1984年に竹内まりや提供の「ファースト・デイト」でデビュー。シングル8作・オリジナルアルバム4作をリリースしたもののデビューから僅か2年後の1986年4月8日、所属していたサンミュージック本社の屋上から飛び降り自ら命を絶った伝説のアイドル歌手。

「ユッコ」の愛称で親しまれ、「ポスト松田聖子」とまで言われたトップアイドルの突然の死は当時芸能界のみならず社会に大きな衝撃を与えた。

1989年生まれのわたくしマーは当然リアルタイムでの記憶は無い(生まれる3年前に他界されてるわけで)。最初に岡田有希子を観た記憶は2002年の『FNS歌謡祭』内の過去映像で流れた「-Dreaming Girl- 恋、はじめまして」。その時に何となく「良い曲だな」とは思っていたが、当時は音楽に興味を持ち始めたばかりの頃で90年代J-POPを中心に様々なヒット曲を吸収していた頃だったので埋もれてしまい聴くまでに至らなかった。

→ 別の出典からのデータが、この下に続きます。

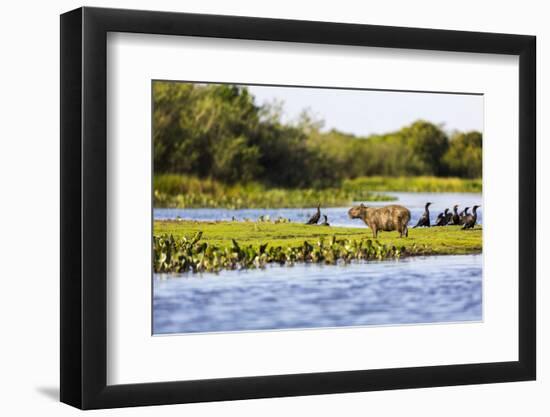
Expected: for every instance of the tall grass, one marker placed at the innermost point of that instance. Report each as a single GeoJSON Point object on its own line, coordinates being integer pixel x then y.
{"type": "Point", "coordinates": [414, 184]}
{"type": "Point", "coordinates": [171, 190]}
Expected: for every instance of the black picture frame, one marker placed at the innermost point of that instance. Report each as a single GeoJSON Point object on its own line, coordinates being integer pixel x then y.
{"type": "Point", "coordinates": [84, 207]}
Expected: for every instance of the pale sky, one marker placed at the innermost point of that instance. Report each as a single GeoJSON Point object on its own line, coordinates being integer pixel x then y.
{"type": "Point", "coordinates": [364, 112]}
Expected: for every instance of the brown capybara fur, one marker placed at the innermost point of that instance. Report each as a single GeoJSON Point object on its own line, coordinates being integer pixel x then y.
{"type": "Point", "coordinates": [385, 218]}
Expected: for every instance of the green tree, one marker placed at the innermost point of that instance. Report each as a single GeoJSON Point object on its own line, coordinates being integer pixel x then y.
{"type": "Point", "coordinates": [465, 155]}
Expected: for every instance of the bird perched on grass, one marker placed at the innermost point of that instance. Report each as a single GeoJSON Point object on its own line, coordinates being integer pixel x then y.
{"type": "Point", "coordinates": [424, 220]}
{"type": "Point", "coordinates": [448, 216]}
{"type": "Point", "coordinates": [442, 218]}
{"type": "Point", "coordinates": [456, 216]}
{"type": "Point", "coordinates": [315, 218]}
{"type": "Point", "coordinates": [470, 221]}
{"type": "Point", "coordinates": [463, 214]}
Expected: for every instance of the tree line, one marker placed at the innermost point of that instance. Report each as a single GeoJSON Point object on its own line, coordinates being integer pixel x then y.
{"type": "Point", "coordinates": [220, 132]}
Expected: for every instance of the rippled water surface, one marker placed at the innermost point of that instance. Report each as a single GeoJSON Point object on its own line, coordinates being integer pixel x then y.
{"type": "Point", "coordinates": [414, 290]}
{"type": "Point", "coordinates": [337, 216]}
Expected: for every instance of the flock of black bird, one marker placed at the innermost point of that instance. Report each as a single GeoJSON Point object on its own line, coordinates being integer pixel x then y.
{"type": "Point", "coordinates": [467, 220]}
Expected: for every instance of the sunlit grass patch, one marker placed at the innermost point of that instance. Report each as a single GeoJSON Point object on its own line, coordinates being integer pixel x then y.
{"type": "Point", "coordinates": [210, 246]}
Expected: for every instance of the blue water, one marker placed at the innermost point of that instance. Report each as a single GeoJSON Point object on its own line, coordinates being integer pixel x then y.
{"type": "Point", "coordinates": [337, 216]}
{"type": "Point", "coordinates": [413, 290]}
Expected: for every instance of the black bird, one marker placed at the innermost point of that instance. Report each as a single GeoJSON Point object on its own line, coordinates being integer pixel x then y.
{"type": "Point", "coordinates": [424, 220]}
{"type": "Point", "coordinates": [315, 218]}
{"type": "Point", "coordinates": [463, 214]}
{"type": "Point", "coordinates": [456, 216]}
{"type": "Point", "coordinates": [442, 218]}
{"type": "Point", "coordinates": [470, 221]}
{"type": "Point", "coordinates": [448, 217]}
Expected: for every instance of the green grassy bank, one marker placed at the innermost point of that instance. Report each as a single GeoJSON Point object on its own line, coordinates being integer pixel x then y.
{"type": "Point", "coordinates": [180, 191]}
{"type": "Point", "coordinates": [181, 246]}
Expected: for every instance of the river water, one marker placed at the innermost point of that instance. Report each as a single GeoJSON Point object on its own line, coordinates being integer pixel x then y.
{"type": "Point", "coordinates": [337, 216]}
{"type": "Point", "coordinates": [432, 289]}
{"type": "Point", "coordinates": [417, 290]}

僕が実際に音源を聴き始めたのは時が流れサブスクを始めた後の2021年の事であった(ベストアルバム『岡田有希子 Mariya’s Songbook』を入口にした)。今回はシングル10作を中心にご紹介していこうと思います。

1st ファースト・デイト

1984年4月21日、20位

作詞・作曲:竹内まりや、編曲:萩田光雄
83年末からタレント活動は開始していたが84年に入りアイドル歌手デビューの準備が進められた。レコード会社のプロデューサー・渡辺有三が岡田のイメージを「六大学野球を観に行く山の手のお嬢さん」と制定。シティポップでおしゃれなイメージからかデビュー曲の楽曲提供に竹内まりやが起用された。

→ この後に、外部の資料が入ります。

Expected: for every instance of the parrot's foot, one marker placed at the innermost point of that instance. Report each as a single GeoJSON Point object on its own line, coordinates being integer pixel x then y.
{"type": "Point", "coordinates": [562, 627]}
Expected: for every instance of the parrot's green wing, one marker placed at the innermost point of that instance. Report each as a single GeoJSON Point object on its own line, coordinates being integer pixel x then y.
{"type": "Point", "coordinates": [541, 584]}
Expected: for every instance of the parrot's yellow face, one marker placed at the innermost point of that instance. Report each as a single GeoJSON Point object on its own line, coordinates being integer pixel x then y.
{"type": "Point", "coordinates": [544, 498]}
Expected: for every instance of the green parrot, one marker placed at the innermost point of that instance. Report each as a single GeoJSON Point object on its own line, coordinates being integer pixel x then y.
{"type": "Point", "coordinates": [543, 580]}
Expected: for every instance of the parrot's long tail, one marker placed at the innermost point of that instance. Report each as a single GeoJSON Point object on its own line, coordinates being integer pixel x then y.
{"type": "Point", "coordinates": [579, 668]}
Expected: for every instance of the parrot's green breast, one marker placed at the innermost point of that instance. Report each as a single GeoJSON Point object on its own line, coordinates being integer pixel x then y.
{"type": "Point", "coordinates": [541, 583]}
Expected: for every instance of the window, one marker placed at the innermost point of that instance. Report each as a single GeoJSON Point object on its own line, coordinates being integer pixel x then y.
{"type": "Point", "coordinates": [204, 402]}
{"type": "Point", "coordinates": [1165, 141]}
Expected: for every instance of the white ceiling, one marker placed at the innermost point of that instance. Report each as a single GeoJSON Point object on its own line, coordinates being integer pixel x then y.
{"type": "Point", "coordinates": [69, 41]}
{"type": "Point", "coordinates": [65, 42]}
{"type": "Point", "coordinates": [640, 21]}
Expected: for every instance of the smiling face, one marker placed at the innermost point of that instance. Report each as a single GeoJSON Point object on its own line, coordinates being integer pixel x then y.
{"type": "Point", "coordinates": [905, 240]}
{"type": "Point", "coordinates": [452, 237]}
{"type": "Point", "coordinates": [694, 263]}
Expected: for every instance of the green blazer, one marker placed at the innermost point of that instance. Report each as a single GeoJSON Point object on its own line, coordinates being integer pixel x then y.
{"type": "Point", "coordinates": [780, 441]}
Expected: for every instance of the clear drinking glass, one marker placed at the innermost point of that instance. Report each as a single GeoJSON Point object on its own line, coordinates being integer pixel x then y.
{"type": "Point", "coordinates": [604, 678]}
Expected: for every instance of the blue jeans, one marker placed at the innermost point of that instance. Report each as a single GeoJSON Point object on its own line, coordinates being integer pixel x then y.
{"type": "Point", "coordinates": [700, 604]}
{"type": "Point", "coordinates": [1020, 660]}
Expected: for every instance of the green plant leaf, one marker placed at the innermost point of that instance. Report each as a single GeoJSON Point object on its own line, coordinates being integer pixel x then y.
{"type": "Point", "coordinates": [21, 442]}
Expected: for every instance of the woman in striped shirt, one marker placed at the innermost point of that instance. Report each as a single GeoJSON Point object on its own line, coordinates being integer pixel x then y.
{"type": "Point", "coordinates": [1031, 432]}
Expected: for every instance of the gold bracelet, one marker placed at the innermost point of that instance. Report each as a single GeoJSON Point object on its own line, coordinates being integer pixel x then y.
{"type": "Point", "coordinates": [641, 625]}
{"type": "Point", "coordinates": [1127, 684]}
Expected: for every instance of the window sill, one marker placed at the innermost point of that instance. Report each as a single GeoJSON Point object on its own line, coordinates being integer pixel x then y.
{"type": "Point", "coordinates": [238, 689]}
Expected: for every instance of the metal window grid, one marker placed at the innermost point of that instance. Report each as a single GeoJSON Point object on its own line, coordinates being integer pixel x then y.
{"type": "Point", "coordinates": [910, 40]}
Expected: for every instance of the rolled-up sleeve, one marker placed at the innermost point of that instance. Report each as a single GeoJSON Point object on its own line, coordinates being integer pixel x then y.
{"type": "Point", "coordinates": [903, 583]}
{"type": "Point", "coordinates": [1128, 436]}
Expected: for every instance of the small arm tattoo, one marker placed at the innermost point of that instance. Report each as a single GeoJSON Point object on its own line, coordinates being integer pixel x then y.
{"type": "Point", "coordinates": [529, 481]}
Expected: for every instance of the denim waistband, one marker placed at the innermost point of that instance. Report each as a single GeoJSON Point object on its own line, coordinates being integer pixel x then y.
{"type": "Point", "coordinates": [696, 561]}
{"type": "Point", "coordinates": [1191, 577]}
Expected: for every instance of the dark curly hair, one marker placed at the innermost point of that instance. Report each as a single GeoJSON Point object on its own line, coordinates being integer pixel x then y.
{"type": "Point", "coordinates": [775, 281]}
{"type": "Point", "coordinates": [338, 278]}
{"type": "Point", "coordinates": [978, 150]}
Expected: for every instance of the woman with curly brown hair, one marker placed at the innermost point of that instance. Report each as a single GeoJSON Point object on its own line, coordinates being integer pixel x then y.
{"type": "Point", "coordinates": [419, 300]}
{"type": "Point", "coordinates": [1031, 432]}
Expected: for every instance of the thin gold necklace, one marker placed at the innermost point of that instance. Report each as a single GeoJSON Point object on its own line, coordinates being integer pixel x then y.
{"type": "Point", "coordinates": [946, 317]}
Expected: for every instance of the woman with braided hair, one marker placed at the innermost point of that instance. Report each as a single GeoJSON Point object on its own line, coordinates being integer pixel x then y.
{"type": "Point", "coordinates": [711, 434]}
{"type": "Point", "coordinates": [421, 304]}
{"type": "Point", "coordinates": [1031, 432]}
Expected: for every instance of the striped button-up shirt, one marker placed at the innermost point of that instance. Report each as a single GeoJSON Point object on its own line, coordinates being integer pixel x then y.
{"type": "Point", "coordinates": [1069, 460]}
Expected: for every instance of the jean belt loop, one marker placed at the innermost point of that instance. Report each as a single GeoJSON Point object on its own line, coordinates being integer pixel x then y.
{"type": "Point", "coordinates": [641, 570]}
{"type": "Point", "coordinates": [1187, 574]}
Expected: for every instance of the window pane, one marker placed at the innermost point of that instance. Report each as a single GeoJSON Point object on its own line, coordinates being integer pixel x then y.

グリコ協同乳業カフェゼリーCMソング。記念すべきデビュー曲。全然クラスで目立つタイプでも無いのに初デートに誘われて、嬉しいような不安なような複雑な心境を描いた女の子が主人公。作者の竹内まりやもコーラスで参加しており、マイナーコードでスリリングな空気を醸し出している。デビュー曲にしてはちょっと暗いような気もするが、最初に聴いたベスト盤の1曲目に入っていた事で思い入れも深いし、何だかんだ安定感のある存在。

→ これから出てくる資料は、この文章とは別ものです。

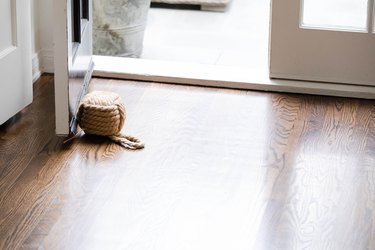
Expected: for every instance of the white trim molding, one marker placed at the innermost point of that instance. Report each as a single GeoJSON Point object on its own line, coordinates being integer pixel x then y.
{"type": "Point", "coordinates": [42, 62]}
{"type": "Point", "coordinates": [36, 61]}
{"type": "Point", "coordinates": [47, 60]}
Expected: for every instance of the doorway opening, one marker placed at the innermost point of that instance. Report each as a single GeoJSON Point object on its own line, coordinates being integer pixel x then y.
{"type": "Point", "coordinates": [236, 37]}
{"type": "Point", "coordinates": [183, 44]}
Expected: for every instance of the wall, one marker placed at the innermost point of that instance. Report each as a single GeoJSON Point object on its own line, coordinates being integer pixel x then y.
{"type": "Point", "coordinates": [42, 40]}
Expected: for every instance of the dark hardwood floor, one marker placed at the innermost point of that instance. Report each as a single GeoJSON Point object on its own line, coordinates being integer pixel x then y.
{"type": "Point", "coordinates": [222, 169]}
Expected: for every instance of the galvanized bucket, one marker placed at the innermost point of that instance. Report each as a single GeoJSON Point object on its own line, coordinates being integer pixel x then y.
{"type": "Point", "coordinates": [118, 27]}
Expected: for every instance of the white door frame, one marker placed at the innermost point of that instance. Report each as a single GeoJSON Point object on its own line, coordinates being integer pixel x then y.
{"type": "Point", "coordinates": [15, 58]}
{"type": "Point", "coordinates": [313, 54]}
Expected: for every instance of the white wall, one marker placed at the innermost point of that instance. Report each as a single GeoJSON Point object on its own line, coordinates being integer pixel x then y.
{"type": "Point", "coordinates": [42, 40]}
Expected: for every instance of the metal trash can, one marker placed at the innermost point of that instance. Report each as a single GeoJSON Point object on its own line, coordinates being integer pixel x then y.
{"type": "Point", "coordinates": [118, 27]}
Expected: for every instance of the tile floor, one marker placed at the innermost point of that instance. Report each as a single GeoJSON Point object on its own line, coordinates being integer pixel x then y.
{"type": "Point", "coordinates": [237, 37]}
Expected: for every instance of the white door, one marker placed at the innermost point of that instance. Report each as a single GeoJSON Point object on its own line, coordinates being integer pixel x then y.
{"type": "Point", "coordinates": [15, 57]}
{"type": "Point", "coordinates": [323, 40]}
{"type": "Point", "coordinates": [73, 59]}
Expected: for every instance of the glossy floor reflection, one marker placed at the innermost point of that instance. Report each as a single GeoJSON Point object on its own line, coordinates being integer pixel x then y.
{"type": "Point", "coordinates": [222, 169]}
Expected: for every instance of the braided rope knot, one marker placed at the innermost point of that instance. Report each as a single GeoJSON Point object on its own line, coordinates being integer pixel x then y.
{"type": "Point", "coordinates": [103, 113]}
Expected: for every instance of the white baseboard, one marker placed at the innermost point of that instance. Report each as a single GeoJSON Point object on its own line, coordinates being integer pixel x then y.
{"type": "Point", "coordinates": [36, 64]}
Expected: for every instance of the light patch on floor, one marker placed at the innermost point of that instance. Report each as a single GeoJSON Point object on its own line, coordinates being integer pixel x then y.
{"type": "Point", "coordinates": [237, 37]}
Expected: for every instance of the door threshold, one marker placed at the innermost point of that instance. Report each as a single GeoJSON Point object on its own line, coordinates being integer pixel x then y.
{"type": "Point", "coordinates": [218, 76]}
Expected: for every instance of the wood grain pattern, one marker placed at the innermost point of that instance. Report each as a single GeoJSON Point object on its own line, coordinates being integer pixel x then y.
{"type": "Point", "coordinates": [222, 169]}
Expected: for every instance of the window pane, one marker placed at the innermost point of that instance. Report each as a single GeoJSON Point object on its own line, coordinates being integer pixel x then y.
{"type": "Point", "coordinates": [340, 14]}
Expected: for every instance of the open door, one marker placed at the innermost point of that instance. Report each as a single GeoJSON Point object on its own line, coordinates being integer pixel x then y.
{"type": "Point", "coordinates": [15, 57]}
{"type": "Point", "coordinates": [323, 40]}
{"type": "Point", "coordinates": [73, 59]}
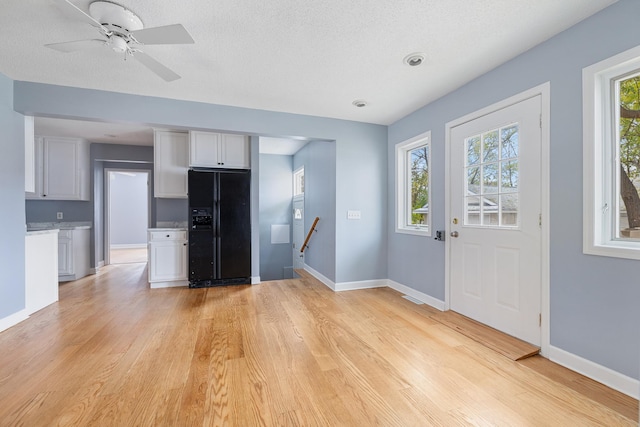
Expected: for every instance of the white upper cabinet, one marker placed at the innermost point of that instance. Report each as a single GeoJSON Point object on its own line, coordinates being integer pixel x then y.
{"type": "Point", "coordinates": [219, 150]}
{"type": "Point", "coordinates": [171, 163]}
{"type": "Point", "coordinates": [204, 149]}
{"type": "Point", "coordinates": [62, 169]}
{"type": "Point", "coordinates": [29, 155]}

この曲と、2ndシングル「リトル プリンセス」、3rdシングル「-Dreaming Girl- 恋、はじめまして」の3つは“学園恋愛三部作”と括られているらしい。確かにこの3曲はそれぞれ恋愛の始まり→恋愛絶頂期→未来への展望を表しており3つで一つのストーリーになっていると言える。ちなみに3曲とも竹内まりやの提供。

おすすめ度★★★★☆
収録アルバム:1st『シンデレラ』、ベスト『ALL SONGS REQUEST』他

C/W そよ風はペパーミント

作詞:田口俊、作曲・編曲:大村雅朗
1stシングル「ファースト・デイト」カップリング曲。大村雅朗ってどっかで見た名前だな~と思い調べたら松田聖子の「SWEET MEMORIES」や「真冬の恋人たち」の作曲、他にも多くの編曲を手掛けてる方だった。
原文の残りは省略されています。